The plan was to go up the Marchant Ridge. This is a broad, slowly rising ridge that takes you up to the alpine grasslands above the bush. Just below the bush line is Alpha Hut where we were going to have our dinner then leave to head off across the ‘tops’ in the moonlight.
The snow got thicker and our going got slower. We kept on moving though and just after sunset we reached the turnoff for Block XVI track down into the Tauherenikau valley. Darkness didn’t take long to fall after that and we still had four kilometres to go to get to Alpha. We climbed further up, towards the next turnoff to the Tauherenikau valley. Another half hour and we had made the highest point of the Marchant ridge where the trees are only metre high shrubs. The moon had risen and we were getting pretty tired. From here it was downhill through the bush to Hells Gate. The snow covered everything including the track and even though the moonlight came in little patches it was no help and it was hard to make out where the track was, particularly when we came upon a windfall which seemed quite often. From Hells Gate it was uphill all the way to Alpha but it was dark, pretty cold and the track markers seemed mainly hidden from the light of my fading torch beam. Every now and then one of us would call out, “track marker” when we had spotted one to give us the confidence we were still going the right way. I was very pleased to be able to find the track in such conditions. I was thinking, “The ‘Force’ must be with me tonight.” We were travelling very slowly by now and so it wasn’t until 9.45pm that we finally got to the hut; that’s after twelve and a half hours tramping. We didn’t feel like going any further.
The floor of the hut had ice on it so we had to move about carefully. We were too tired to cook our dinner so had a sandwich and got into our sleeping bags. I was in all my clothes, hoping they would dry out soon. The thin nylon socks did but my puffer jacket kept me cool enough to not sleep well. At about 3am we had guests who stopped by to cook up a hot drink. The three of them had done the crossing successfully and were very happy with themselves. They had our tracks to follow all the way down so wouldn’t have so much trouble finding their way.

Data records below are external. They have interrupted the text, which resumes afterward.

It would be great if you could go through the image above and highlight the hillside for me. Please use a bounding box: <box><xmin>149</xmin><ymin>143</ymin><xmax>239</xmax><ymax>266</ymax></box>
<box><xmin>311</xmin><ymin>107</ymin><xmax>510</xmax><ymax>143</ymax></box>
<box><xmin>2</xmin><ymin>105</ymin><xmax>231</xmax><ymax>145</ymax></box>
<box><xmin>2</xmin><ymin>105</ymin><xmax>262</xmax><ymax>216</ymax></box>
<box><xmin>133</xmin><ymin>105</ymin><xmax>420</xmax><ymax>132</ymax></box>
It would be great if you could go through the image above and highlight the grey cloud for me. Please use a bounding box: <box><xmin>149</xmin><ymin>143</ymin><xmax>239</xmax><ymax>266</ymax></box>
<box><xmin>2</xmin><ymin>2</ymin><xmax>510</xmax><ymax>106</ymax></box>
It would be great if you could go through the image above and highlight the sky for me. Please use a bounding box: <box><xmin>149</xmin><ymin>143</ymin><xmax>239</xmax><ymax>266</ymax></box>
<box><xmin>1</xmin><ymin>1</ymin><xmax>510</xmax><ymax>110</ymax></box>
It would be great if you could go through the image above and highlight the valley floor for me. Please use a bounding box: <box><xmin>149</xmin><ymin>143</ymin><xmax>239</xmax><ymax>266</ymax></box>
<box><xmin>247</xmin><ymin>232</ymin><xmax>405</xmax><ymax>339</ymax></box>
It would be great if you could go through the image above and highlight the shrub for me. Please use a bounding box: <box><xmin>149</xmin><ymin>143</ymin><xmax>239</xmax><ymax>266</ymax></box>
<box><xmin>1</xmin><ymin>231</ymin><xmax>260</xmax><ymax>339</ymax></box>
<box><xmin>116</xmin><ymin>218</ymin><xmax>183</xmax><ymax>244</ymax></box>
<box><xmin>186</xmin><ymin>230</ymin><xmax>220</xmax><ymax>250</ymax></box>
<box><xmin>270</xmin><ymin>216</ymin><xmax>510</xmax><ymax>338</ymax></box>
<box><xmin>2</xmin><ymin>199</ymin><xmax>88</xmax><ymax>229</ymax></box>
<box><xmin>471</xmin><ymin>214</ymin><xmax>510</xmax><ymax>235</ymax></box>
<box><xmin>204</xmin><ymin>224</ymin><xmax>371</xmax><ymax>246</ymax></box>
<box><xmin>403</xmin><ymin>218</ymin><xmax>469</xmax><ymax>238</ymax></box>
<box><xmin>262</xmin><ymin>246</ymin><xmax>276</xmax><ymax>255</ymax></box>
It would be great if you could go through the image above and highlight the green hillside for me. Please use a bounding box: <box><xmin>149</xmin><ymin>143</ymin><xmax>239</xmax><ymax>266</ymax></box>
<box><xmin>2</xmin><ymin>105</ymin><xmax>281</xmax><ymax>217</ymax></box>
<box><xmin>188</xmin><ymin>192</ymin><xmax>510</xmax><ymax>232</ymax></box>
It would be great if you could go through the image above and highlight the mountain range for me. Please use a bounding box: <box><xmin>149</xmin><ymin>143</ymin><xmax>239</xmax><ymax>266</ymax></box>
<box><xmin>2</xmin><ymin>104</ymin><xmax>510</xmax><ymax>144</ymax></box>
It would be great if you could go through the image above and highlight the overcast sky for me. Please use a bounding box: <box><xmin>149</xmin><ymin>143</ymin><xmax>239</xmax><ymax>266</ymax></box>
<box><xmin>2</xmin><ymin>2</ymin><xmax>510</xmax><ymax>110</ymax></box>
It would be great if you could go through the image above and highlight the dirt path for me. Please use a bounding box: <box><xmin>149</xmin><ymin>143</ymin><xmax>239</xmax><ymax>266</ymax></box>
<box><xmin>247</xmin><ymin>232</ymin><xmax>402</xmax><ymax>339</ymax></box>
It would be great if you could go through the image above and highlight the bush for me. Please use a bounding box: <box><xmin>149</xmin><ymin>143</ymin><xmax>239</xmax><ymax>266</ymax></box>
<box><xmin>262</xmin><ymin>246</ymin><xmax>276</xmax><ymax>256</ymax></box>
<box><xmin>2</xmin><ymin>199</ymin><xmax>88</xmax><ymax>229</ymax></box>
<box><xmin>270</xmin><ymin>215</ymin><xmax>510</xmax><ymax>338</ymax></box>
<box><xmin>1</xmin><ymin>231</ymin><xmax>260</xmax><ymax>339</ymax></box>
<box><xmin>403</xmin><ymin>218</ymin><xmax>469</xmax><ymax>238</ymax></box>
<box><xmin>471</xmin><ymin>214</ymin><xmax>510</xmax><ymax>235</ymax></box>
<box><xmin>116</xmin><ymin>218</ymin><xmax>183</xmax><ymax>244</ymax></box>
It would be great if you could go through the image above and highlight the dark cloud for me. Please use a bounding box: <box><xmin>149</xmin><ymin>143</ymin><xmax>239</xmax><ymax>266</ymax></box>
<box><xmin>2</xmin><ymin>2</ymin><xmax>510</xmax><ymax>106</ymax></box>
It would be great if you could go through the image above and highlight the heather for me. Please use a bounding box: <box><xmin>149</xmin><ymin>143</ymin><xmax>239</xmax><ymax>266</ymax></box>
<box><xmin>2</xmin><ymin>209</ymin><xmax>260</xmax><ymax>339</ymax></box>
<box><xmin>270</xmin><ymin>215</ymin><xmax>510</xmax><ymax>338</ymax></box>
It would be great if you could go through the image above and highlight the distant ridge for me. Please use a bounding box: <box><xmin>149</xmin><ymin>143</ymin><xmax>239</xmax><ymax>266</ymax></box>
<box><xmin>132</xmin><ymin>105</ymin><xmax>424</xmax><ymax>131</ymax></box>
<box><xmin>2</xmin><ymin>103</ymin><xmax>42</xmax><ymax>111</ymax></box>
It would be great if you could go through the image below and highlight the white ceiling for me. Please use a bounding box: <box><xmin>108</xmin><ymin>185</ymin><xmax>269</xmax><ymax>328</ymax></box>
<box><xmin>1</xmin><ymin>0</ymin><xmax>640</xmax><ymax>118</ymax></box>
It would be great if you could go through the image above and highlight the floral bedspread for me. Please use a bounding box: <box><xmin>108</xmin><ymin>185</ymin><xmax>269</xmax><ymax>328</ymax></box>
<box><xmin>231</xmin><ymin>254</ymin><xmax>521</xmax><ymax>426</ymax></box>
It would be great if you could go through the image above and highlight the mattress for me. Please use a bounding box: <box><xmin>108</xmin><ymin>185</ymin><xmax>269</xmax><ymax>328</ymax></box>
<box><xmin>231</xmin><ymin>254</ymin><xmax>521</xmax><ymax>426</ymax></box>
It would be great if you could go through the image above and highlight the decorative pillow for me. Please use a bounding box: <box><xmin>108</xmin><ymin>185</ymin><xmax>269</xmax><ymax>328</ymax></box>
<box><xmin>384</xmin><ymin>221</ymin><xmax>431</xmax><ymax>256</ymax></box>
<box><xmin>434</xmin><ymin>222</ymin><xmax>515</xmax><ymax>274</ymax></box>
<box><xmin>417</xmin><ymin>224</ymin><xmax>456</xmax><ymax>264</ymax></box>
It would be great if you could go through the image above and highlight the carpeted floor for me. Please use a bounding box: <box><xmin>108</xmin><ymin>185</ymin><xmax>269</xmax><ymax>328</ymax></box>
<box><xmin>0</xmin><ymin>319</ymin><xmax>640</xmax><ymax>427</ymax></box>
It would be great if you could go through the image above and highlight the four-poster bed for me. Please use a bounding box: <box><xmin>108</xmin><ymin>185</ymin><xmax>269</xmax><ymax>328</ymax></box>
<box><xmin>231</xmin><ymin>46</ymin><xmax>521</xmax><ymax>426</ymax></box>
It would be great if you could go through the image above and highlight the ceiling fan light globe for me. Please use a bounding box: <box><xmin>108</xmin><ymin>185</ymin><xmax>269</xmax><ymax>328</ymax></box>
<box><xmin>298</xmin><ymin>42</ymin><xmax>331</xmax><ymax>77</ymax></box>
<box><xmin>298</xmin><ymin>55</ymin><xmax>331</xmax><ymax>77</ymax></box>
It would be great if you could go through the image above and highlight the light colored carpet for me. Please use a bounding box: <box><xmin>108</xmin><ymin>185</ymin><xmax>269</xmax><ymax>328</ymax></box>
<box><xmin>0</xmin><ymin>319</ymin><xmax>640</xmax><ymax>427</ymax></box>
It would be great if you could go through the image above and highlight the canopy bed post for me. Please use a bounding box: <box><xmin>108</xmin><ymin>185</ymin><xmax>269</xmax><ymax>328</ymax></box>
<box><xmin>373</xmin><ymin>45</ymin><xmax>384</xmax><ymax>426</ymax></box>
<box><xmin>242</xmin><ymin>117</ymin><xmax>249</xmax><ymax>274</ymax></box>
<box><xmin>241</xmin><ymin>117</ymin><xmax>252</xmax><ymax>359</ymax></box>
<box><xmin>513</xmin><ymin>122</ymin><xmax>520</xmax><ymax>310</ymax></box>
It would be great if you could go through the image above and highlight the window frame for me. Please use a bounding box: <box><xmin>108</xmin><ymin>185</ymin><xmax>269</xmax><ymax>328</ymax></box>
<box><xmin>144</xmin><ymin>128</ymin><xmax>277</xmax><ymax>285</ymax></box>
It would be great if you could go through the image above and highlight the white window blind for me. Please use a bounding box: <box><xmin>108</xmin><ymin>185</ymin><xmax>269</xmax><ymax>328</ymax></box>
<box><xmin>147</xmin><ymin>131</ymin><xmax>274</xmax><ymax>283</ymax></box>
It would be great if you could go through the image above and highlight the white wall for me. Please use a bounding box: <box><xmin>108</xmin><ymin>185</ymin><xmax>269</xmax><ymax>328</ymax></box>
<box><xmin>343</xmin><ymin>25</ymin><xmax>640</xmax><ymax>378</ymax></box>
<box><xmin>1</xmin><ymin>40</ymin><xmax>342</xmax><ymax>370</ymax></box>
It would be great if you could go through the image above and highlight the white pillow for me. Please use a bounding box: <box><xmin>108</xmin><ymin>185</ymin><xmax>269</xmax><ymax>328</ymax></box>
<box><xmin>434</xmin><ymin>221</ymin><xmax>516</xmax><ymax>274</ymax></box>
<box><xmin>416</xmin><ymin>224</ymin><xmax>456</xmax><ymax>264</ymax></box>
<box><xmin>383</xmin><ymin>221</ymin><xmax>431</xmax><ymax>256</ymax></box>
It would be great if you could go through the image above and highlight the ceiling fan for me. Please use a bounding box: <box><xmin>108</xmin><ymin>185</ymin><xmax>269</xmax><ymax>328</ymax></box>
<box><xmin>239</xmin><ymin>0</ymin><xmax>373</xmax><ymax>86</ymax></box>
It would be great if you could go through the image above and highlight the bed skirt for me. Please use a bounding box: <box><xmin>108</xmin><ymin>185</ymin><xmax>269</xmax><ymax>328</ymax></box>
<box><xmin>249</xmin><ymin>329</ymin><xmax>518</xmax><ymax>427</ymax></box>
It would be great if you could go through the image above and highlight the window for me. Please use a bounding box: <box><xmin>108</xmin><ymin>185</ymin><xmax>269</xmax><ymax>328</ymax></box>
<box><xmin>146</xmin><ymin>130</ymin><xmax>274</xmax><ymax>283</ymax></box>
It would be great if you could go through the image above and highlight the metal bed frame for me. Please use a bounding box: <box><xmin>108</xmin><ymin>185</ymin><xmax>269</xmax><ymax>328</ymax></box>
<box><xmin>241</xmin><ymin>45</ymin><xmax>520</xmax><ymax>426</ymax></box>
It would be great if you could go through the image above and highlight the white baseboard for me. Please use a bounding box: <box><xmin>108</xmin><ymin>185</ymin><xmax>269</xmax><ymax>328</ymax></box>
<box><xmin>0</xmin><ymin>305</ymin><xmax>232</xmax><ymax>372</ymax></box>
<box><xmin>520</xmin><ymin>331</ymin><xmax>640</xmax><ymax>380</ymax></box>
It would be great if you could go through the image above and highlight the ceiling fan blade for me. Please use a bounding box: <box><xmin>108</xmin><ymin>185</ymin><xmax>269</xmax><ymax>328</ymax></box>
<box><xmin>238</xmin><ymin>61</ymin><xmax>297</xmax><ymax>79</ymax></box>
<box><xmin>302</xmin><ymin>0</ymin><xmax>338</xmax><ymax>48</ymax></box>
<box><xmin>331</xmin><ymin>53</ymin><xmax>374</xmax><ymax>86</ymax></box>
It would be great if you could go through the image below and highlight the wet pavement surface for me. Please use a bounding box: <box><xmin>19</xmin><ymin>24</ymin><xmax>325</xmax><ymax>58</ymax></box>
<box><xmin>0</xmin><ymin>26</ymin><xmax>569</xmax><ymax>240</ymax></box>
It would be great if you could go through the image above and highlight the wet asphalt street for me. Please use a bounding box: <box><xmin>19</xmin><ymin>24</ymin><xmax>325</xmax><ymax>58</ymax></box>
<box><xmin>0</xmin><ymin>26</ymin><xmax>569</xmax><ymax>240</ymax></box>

By 7am I was tired of being cold and got up to prepare for our descent and return to the car by the same route. Everything had frozen: our boots, woollen socks and gaiters were the hardest bits of attire to put on. We left the hut at 8am on a beautifully fine day. Even with the track much more clearly marked it was still hard going. In fact we didn’t get to the car until 8pm - another twelve hour tramp.
So, all up, twenty four hours of tramping in just thirty six hours. That is a record for me. Next time I shall attempt the Moonlight Crossing starting from Otaki Forks. Story and picture Alan Graham
- Party members
- Alan Graham (scribe), Alan Wright (leader).